Senior counsel Marisa Coppel wrote today that Gensler’s statements proclaiming all cryptocurrencies besides Bitcoin to be securities show that he has “prejudged the facts” without adequately assessing the evidence and data, going so far past to say, “Chair Gensler’s goal is to make crypto illegal in America.”
She argued that this is made evident by the SEC’s recent enforcement action against an established crypto company like Coinbase despite the industry’s repeated requests for guidance and clarity.
Coppel said that the SEC has “abandoned its role as a rulemaking body” and refused to give the industry the clarity it needs around securities laws and how they apply to different products and services within the sector. Instead, the regulator has chosen to go into “enforcement overdrive.”
“With such clear bias, and such dereliction of the basic tenets of due process, the agency cannot fairly supervise the digital assets industry.”
Violation of due process
Coppel argues that the SEC’s decision to initiate enforcement action against Coinbase demonstrates a violation of due process by Gary Gensler. This alleged violation pertains to the so-called Wells process, which mandates that a company targeted by an enforcement action must be informed of the claimed violation and afforded an opportunity to respond to the allegations.
Upon the conclusion of the Wells process, a vote by the SEC Commissioners determines whether or not enforcement action will be pursued. It is essential, according to Coppel, that the Commissioners, in making this decision, do so without any semblance of bias.
Nevertheless, Coppel contends that Gensler has prematurely judged all cryptocurrencies but Bitcoin to be securities.
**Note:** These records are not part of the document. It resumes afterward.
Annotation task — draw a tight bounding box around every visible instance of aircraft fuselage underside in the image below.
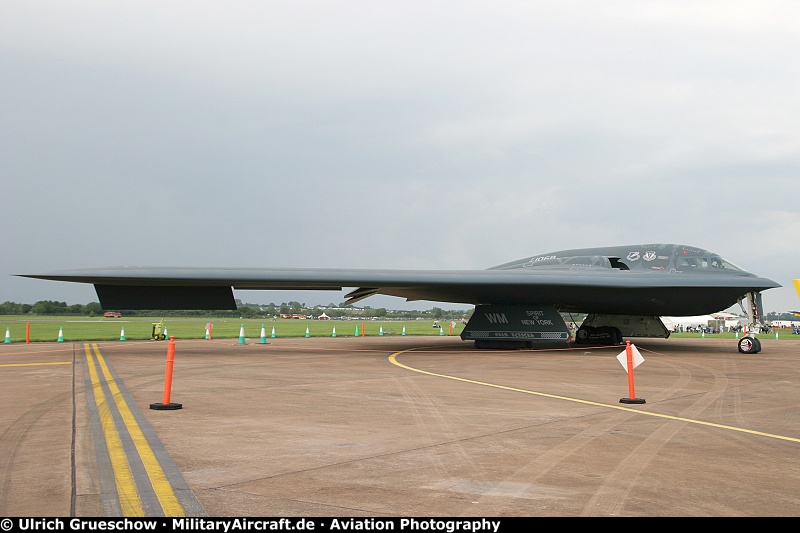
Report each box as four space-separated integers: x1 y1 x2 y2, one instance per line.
462 306 671 349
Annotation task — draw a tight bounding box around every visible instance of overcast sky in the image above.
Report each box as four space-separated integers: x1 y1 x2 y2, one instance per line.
2 1 799 313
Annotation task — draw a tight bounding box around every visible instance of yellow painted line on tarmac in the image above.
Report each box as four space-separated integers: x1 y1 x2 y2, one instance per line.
388 348 800 445
89 344 185 517
0 361 71 367
84 344 144 516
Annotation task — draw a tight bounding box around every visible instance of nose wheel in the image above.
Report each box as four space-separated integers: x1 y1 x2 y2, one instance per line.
738 336 761 354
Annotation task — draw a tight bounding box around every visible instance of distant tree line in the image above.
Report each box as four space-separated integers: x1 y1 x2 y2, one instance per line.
0 300 104 316
766 311 800 321
3 299 795 322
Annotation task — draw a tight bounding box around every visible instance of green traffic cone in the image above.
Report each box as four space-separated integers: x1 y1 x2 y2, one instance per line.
4 327 10 343
305 326 310 338
57 327 64 342
439 325 444 336
332 326 337 337
354 325 359 336
271 326 276 338
401 325 406 336
238 324 246 344
259 325 267 344
379 326 384 336
120 327 126 341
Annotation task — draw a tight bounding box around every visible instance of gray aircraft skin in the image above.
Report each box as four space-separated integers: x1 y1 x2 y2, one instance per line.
20 243 780 353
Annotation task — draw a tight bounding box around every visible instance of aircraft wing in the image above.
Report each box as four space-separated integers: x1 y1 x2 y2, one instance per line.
19 265 780 316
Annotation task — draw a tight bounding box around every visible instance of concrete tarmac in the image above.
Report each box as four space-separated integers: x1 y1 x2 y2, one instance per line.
1 335 799 517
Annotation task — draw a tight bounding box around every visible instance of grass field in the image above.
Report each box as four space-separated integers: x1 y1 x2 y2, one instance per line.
1 315 798 343
0 316 466 342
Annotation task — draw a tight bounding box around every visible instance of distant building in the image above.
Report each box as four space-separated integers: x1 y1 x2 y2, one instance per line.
769 320 799 328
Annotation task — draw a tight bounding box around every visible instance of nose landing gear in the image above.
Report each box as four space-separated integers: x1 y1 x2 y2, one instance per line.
737 292 767 354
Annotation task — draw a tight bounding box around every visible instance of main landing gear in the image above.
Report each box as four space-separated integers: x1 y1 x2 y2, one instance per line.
574 325 622 346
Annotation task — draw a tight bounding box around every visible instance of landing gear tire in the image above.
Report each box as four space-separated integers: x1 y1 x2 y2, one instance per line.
738 336 761 354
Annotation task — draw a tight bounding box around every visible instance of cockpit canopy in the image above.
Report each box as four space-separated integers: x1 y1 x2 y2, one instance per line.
490 244 748 273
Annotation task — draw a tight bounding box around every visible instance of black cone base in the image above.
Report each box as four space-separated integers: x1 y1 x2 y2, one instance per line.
619 398 646 404
150 402 183 410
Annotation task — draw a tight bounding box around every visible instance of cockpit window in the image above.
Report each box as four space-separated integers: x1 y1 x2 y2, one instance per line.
677 255 743 271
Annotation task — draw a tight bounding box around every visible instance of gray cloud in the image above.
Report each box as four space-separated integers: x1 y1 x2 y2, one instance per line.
2 1 798 312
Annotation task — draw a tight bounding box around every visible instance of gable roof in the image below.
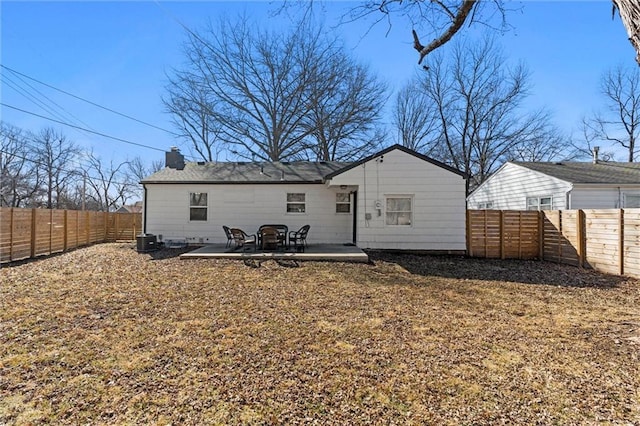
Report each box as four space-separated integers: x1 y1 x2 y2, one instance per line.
324 144 467 179
116 203 143 213
141 145 465 184
512 161 640 185
141 160 349 184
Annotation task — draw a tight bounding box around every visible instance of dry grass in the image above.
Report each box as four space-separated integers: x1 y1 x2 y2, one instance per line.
1 243 639 425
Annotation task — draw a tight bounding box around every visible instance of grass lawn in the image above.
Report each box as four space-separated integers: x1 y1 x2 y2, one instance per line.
1 243 639 425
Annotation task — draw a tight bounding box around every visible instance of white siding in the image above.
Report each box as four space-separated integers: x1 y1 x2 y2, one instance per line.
144 183 352 245
570 187 640 209
467 163 571 210
328 149 466 250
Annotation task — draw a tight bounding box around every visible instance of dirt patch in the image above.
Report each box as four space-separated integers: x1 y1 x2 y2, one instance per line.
1 243 639 424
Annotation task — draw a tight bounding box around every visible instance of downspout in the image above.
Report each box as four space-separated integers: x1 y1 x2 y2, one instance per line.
352 190 358 245
566 188 572 210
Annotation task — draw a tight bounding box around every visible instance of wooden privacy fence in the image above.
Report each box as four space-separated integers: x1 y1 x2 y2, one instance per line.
467 209 640 279
0 207 142 264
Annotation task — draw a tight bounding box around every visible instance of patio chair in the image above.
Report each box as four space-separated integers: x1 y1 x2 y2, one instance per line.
222 225 234 248
258 224 288 249
259 226 280 251
229 228 257 252
288 224 310 252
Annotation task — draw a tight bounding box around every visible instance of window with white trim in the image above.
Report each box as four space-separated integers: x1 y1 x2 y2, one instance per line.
286 193 306 213
336 193 351 213
385 196 412 226
477 201 493 209
526 196 552 211
624 194 640 208
189 192 208 221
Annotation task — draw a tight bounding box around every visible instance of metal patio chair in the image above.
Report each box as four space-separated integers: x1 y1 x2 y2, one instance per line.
288 224 310 252
229 228 256 252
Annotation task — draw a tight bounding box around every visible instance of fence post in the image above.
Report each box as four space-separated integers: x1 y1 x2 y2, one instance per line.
63 209 68 251
466 210 471 257
30 208 37 258
115 213 120 242
85 211 90 245
9 207 14 262
104 212 108 242
619 209 625 276
538 210 544 260
49 209 53 255
499 210 505 259
577 210 585 268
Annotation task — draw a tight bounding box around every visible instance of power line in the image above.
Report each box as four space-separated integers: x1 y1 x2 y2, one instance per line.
0 148 141 190
1 102 167 153
1 64 179 137
2 69 97 132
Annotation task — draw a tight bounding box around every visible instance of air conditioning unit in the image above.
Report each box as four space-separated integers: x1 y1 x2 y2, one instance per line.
136 234 157 253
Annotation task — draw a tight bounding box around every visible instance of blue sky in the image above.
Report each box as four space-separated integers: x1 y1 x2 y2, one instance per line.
1 1 637 167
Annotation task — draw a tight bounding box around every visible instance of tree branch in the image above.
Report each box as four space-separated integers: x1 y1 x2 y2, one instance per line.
413 0 478 64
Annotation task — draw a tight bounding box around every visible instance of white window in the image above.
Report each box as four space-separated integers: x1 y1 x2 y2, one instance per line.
286 193 306 213
189 192 207 221
477 201 493 209
526 196 552 211
385 196 412 226
624 194 640 208
336 193 351 213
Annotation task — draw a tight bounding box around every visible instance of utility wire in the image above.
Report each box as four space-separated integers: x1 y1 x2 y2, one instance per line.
1 102 167 153
1 74 73 126
0 148 141 189
2 69 97 132
1 64 179 137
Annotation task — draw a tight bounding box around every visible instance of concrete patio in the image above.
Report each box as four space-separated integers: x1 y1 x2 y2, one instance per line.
180 243 369 263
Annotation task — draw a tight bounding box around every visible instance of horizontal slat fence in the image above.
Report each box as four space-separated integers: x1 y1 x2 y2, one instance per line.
467 210 540 259
468 209 640 279
0 207 142 264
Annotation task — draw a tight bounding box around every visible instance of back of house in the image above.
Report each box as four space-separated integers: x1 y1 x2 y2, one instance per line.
141 145 467 252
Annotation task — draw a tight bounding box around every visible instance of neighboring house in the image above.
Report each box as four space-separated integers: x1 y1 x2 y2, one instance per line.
467 161 640 210
115 201 143 213
140 145 467 251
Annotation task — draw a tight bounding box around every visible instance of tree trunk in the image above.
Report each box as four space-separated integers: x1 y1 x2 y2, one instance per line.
614 0 640 65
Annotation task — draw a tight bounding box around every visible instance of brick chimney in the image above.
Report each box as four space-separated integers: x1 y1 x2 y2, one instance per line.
166 146 185 170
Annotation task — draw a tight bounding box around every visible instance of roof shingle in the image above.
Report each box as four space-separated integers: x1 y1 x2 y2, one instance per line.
141 161 350 184
513 161 640 185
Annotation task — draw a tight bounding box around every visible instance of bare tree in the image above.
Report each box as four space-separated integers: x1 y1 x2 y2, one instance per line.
586 66 640 162
393 77 441 153
128 156 163 184
334 0 508 64
291 0 638 66
0 122 41 207
166 17 386 162
414 36 560 191
507 119 575 162
31 127 81 209
302 45 388 161
572 116 618 161
167 18 315 161
84 152 133 211
164 75 223 162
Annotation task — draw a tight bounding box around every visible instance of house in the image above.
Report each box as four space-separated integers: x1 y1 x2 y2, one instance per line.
115 201 143 214
140 145 467 251
467 161 640 210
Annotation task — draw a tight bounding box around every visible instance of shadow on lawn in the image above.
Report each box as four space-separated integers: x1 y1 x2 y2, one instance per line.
366 251 628 289
147 246 193 260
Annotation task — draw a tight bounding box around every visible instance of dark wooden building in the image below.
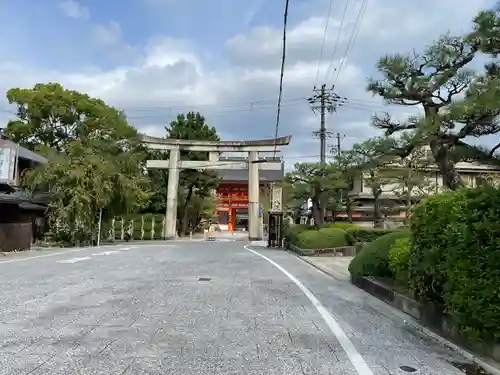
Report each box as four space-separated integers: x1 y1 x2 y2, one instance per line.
0 135 51 251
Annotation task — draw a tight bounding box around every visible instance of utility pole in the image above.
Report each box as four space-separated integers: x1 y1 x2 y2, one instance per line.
308 84 346 164
336 132 344 155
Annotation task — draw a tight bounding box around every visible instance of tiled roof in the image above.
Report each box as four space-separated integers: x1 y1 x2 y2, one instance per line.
0 138 47 164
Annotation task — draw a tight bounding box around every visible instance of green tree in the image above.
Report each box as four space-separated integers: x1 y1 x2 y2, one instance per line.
147 112 220 235
340 137 395 227
4 83 139 155
388 142 436 216
281 176 306 222
286 162 346 226
23 141 150 246
367 28 500 190
6 83 151 243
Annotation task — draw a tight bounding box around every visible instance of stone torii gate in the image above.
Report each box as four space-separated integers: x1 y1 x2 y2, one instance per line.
140 134 292 240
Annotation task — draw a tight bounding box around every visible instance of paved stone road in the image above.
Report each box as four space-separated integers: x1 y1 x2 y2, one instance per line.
0 242 470 374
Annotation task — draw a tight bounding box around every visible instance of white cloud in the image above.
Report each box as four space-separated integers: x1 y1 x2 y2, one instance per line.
2 0 498 163
58 0 89 19
92 21 122 46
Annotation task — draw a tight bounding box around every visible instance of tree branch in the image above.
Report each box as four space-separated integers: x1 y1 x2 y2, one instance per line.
489 142 500 157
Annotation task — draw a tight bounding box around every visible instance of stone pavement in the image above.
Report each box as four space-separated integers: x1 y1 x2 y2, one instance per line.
0 242 476 374
298 255 353 281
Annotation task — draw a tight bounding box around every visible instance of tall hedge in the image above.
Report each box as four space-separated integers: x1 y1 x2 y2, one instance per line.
410 186 500 342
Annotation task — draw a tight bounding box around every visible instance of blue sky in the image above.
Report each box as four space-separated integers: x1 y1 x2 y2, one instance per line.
0 0 498 162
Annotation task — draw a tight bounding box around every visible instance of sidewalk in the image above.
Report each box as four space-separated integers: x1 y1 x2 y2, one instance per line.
298 255 352 281
297 254 500 375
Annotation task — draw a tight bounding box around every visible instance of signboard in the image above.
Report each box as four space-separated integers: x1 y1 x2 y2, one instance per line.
271 186 283 212
0 143 17 184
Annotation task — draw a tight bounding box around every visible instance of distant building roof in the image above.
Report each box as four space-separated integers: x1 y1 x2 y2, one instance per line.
0 135 47 164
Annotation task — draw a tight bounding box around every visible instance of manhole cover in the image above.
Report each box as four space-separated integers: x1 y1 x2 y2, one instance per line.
399 365 417 372
198 277 211 282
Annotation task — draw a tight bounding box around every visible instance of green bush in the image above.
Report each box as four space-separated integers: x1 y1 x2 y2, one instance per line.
319 222 360 230
284 224 314 246
388 237 411 285
410 186 500 342
409 191 458 305
349 230 410 278
295 227 351 249
347 228 395 243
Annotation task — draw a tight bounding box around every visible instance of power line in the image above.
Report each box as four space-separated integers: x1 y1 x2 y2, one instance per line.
332 0 368 88
315 0 334 85
324 0 350 83
123 97 306 112
273 0 290 158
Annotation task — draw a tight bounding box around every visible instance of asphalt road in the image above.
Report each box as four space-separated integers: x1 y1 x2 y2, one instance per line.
0 242 472 374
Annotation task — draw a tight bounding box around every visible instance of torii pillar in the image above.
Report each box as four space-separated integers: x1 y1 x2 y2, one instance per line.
141 135 291 240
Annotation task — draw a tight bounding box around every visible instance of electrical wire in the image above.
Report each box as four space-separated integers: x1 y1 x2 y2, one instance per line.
324 0 350 83
314 0 334 85
125 100 308 120
180 154 331 170
332 0 368 88
124 97 306 112
2 96 402 121
272 0 290 158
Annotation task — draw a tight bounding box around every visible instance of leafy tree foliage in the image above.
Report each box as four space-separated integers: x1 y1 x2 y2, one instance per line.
282 176 307 221
146 112 220 235
24 141 150 245
6 83 151 245
4 83 139 154
338 137 395 227
285 162 346 226
367 25 500 189
388 144 436 215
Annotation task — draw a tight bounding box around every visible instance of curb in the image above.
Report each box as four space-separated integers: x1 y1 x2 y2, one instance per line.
291 252 500 375
400 315 500 375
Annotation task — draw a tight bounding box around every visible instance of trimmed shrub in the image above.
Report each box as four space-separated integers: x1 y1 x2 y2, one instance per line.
319 222 360 230
284 224 314 246
388 237 411 286
348 230 410 278
410 186 500 342
294 227 351 249
347 228 395 243
318 223 360 243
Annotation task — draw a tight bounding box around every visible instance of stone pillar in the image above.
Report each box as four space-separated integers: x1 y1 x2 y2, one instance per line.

This, in Coppel’s view, suggests an inherent bias, contradicting the obligation for impartiality when deciding to initiate an enforcement action against a company.
As such, she argued that he cannot hold a neutral position when voting on whether the regulator should pursue enforcement action, and doing so in the Coinbase case was a violation of due process.
She wrote, “Chair Gensler’s vote as to whether to bring an enforcement action is tainted with bias.”
Coppel used the precedents set in cases like American Cyanamid Co. v. FTC and Cinderella Career & Finishing Schs., Inc. v. FTC to bolster her arguments against the SEC Chair. Both cases concluded that agency officials must recuse themselves if they have prejudged the facts in any case.